Aitkens’, of course, was closed for the day, a discreet card in the lower left corner of every window announcing that business would resume on the following Friday morning, and Ferguson the doorman in deepest black was letting in staff members while deftly turning customers away with ambassadorial ease. He hesitated when he saw me but I waved the note and so he opened the door and held it for me; the revolving door with its whirling gaiety was, I gathered, unsuitable for such a sombre day.
‘Welcome, Mrs Gilver,’ he said, bowing. ‘I hear the funeral passed off as well as could be expected.’
‘Weren’t you there?’ I said. A spasm crossed the man’s face.
‘Someone had to mind the shop,’ he answered. ‘And they tell me Mr Muir carried out his task most competently.’ His look discouraged further comment and so I contented myself with a sympathetic smile and made to move away.
‘It’s the second floor, madam,’ he said, ‘but the lift boy isnae on duty today. Do you think you could manage it?’
‘No, no,’ I said, remembering the slow creaking. ‘I’ll take the stairs, Ferguson, gladly.’

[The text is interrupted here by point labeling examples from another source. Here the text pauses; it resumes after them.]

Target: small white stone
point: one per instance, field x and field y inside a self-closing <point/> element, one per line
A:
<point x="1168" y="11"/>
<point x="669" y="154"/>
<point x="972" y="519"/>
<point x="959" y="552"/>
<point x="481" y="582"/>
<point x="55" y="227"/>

‘Aye but the staff’s all using the big stairs, today,’ he said, ‘since the store’s closed anyway.’ He frowned at me, calculating how the necessary distinctions might be maintained, how the prospect of a shopgirl sharing stair treads with me might best be avoided, until his attention was summoned by a banging on the door. He turned and his brow cleared at the sight of a young girl in a suit of rather flashy grey hound’s-tooth check and, as Mrs Lumsden had feared, a great deal of red lipstick.
‘Oh, here’s Miss McWilliam,’ he said, opening up again. ‘She’s a dab hand with that shipper rope, are you no’, hen? Goan take Mrs Gilver up, will you?’
‘Fine by me,’ said the girl. ‘Save my legs in these shoes.’ And with that she swished off on her high heels, leaving me to follow her.
The lift seemed wheezier and more arthritic than ever when we entered and the girl pulled the rope which was supposed to set it rising. It gave some very alarming clanks, moved a foot or so and stopped.
‘I don’t mind the stairs, actually,’ I said and the girl, heels or no heels, nodded in fervent agreement, but then before we could get out again the carriage started moving and we had missed our chance. I held my breath as it hauled us up two storeys and only let it go once we had arrived and the girl had jerked the rope to stop us and opened both doors. Even then, as though by way of farewell, it dropped an inch or so as I stepped forward and we both got out very hurriedly.